Nem mesmo Marcelo resistiu ao perfume de Mário Centeno e depois de andar a fazer previsões otimistas, antecipando-se sistematicamente aos anúncios do ministro, achou que estava na hora de pegar na palmatória e meter o ministro na linha. Segundo a comunicação social terá chamado Lobo Xavier a Belém e este ter-lhe-á dado a ler os SMS entre Centeno e o Domingos. É um momento insólito na democracia portuguesa, dizer-se que um Presidente a ler mensagens privadas de um ministro, ignorando os mais elementares valores constitucionais. O certo é que Marcelo não desmentiu as notícias.

A mania de tentar ridicularizar Mário Centeno não foi um exclusivo de Passos Coelho. Há muito que é tradição no PSD substituir o debate político sério por tentativas de ridicularizar os adversários, tique que vem dos tempos dessa coisa fina que foi Cavaco Silva; desde então que todas as figuras do PS ou são gays ou são picaretas falantes. Marques Mendes, uma espécie de “garganta funda do regime” meteu-se em cima de um banquinho para parecer alguém e divertiu-se a dizer uma piada nova, que a notícia de que Centeno poderia vir a presidir ao Eurogrupo só poderia ser uma mentira de 1.º de Abril. Viu-se.

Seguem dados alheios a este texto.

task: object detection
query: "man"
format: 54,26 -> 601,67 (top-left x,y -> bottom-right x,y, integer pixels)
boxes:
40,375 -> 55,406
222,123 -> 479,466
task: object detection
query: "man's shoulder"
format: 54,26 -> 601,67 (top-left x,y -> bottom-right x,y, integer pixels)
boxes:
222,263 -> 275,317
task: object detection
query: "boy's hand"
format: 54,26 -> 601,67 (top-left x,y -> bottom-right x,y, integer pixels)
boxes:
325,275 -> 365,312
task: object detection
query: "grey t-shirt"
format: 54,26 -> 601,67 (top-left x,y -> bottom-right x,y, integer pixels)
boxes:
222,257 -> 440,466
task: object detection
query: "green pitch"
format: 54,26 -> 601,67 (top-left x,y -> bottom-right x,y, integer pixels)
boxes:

Quando não havia como criticar os resultados orçamentais de Mário Centeno alguém se lembrou das cativações, um instrumento orçamental que sempre foi usado. Mas agora era o argumento para acusar Mário Centeno de todos os males, desde o assalto a Tancos por não haver dinheiro para tapar o buraco na rede, aos incêndios por falte de dinheiro na Proteção Civil, passando pela legionella e tudo o mais que sucedeu. Nem a Catarina Martins resistiu à tentação de se armar em esperta protestando contra as cativações.

O ridículo chegou ao ponto de Centeno começar a ser usado por colegas de Governo quando confrontados com problemas nos debates parlamentares. O Adalberto da Saúde quando confrontado com o atraso num concurso de contratação de médicos foi lesto na explicação, a culpa era o Centeno. Mas como o Centeno soma e segue foi o mesmo Adalberto que assegurou que no governo são todos Centenos, só não explicou se estava a falar dos gostos futebolísticos, da competência ou do rigor orçamental. O certo é que a moda pegou e logo a seguir aparece a Ana Catarina Mendes a dizer que gostara de ver Centeno no próximo governo.